From the perspective focusing on the emerging properties of the generated medical artifacts, this blog will first lay out the definitions of a Disease World Model, which provides a few future research directions and opportunities. Some early use cases with promising results on lung fibrosis will later be discussed.

Invites for collaborators This is a work in progress, so please feel free to contact me if you find a typo, a mistake, or would like to discuss or collaborate. xumoucheng28@gmail.com.

Disease World Models vs LLMs

Figure 1: Comparison between Disease World Models and Large Language Models in AI driven healthcare. LLMs can do diagnosis but Disease World Models can do more, even personalised medicine.

Setup for Disease World Model

Before we dive into the formal definitions, we need to define a few terms:

  • $X$: synthetic artifacts, as high-dimensional clinical representations (e.g., medical images, medical images + lab reports) of an individual $i \in {1, …, N}$.
  • $G$: a generative system that produces a temporal sequence of artifacts ${X_i^t}_{t=0}^{t=E_i}$, where $X_i^t$ is the artifact for individual $i$ at time stamp $t$, $E_i$ is the end point (death time point) of the individual $i$.
  • $Y$: real artifacts of an individual $i \in {1, …, N}$ be ${Y_i^t}_{t=S}^{t=E}$, where the real clinical representations are available during the time period between the starting point $t=S$ and the end point $t=E$.
  • $M$: a diagnostic agent (e.g., human doctors, clinical LLM) that can map the clinical representations ($X$ and $Y$) to diagnosis. The accuracy of the diagnosis is measured by a metric $\mathcal{L}$.
  • $I$: an identification function to recognise the identities of all sequences of the medical artifacts.
  • $f_d$: a mapping function that can transform the generated artifact $X$ into another interpretable data format $d$.
  • $\mathcal{I}$: a virtual intervention.

Definition 1: Disease World Model

A generative system $G$ is a Disease World Model if its generated artifact sequences ${X_i^t}_{t=0}^{t=E_i}$ satisfy the following properties for all individuals $i$.

  1. Clinical Comprehensiveness: Each generated artifact $X_i^t$ should contain the complete comprehensive clinical representation of the patient that it can be converted into any data format that is interpretable to human doctors.
  2. Clinical Reliability: Each generated artifact $X_i^t$ is clinically reliable for all $t$.
  3. Interventional Validity: Each generated artifact sequence under a virtual intervention is realistic and reliable.
  4. Individual Characterisability: Each generated artifact sequence ${X_i^t}{t=0}^{t=E_i}$ is _individually characterisable.

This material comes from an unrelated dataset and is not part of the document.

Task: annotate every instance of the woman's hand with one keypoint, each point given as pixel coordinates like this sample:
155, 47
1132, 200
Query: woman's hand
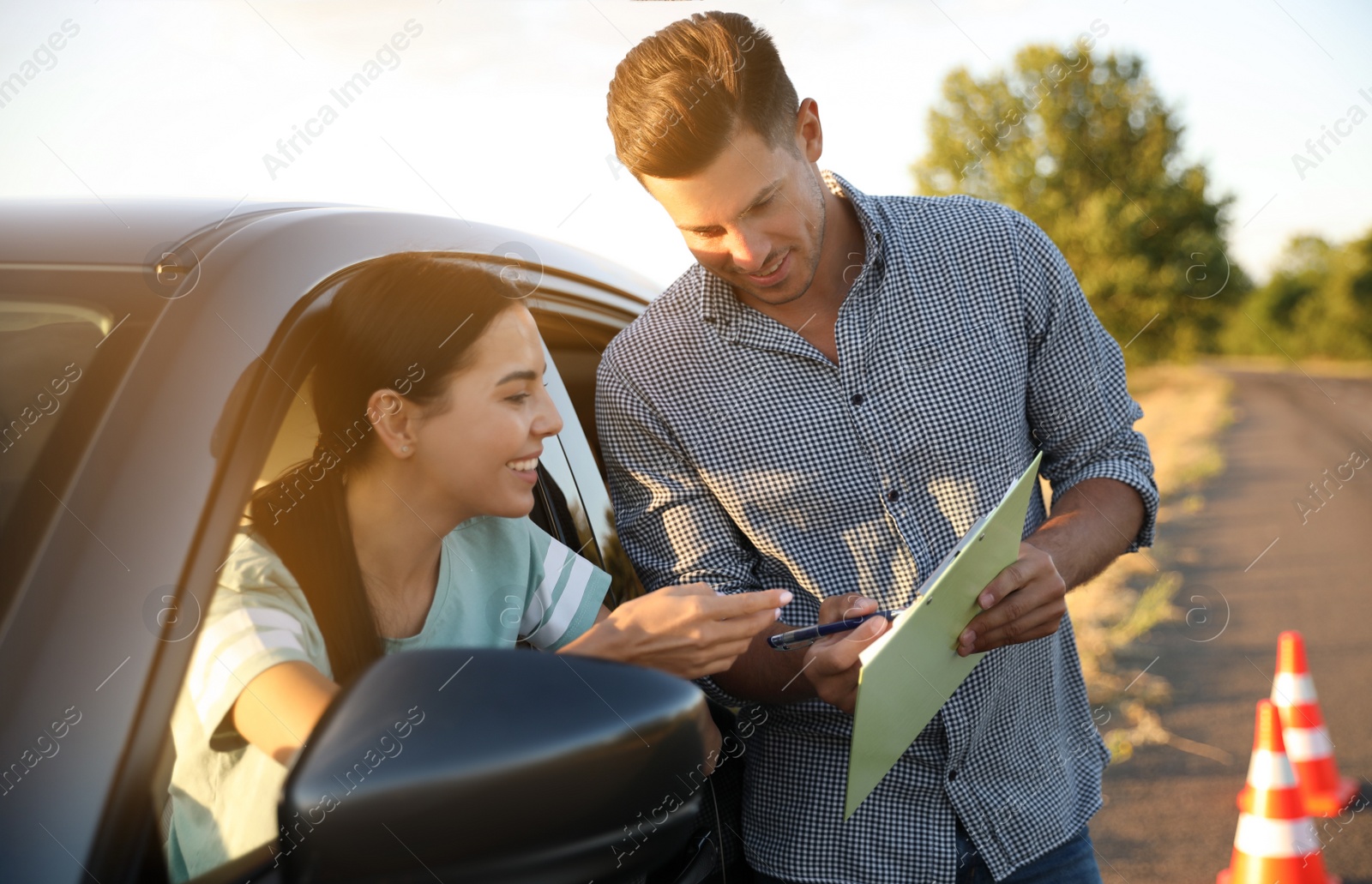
683, 630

Definition 1.1: Clinical Comprehensiveness

An artifact $X_i^t$ is considered clinically comprehensive if it satisfies two conditions:

  1. Comprehensive Representation: The artifact must encode the complete clinical state of the patient at a given time, rather than a single data modality. Such a comprehensive clinical representation can be seen as the Clinical Platonic Representation of the patient. One such format is medical imaging.
  2. Functional Convertibility: If the artifact is clinically comprehensive, it must contain the Clinical Platonic Representation of the patient. Therefore, there must exist a set of mapping functions ${f_d}$ capable of converting the artifact $X_i^t$ into any clinically relevant target format $d$ (e.g., medical image, text report, lab reports) that is interpretable by human doctors. Each function performs the transformation $X^t_{i^d} = f_d(X_i^t)$. This ensures that a lot of the existing clinical workflows in the physical world can still be applied on the generated artifacts. It also ensures that the generated artifacts can be directly evaluated for their correctness. For example, if medical images are generated, they should contain the correct key clinical information so that a correct clinical report can be derived from them, and vice versa.

Definition 1.2: Clinical Reliability

An artifact $X_i^t$ is clinically reliable if, for a given diagnostic agent $M$ and accuracy metric $\mathcal{L}$, the following conditions hold:

  1. Diagnostic Verifiability: The accuracy of a diagnosis derived from the synthetic artifact should be larger than a threshold $\alpha$:

    $L(M(X_i^t)) \ge \alpha, \quad t \in {S, \dots, E}$

    In the strictest scenario, the diagnostic accuracy from the synthetic artifact should be at least as good as the real artifacts, more formally, we can define $\alpha \ge L(M(Y_i^t)), \quad t \in {S, \dots, E}$. In less strict scenarios, a threshold $\alpha$ needs to be determined to be clinically accetable. This condition ensures the diagnostic utility of the synthetic artifacts is useable and verifiable.

  2. Temporal Consistency: The diagnostic accuracy is a non-decreasing function of time. For any two time points $t_1$ and $t_2$ such that $t_1 < t_2$, we have:

    $L(M(X_i^{t_1})) \le L(M(X_i^{t_2})), \quad t_1 < t_2$

    Commonly, existing ML models struggle with predicting a time point that is too far away from now on. This condition ensures the diagnostic utility of the synthetic artifacts is reliable, even for future unseen timepoints.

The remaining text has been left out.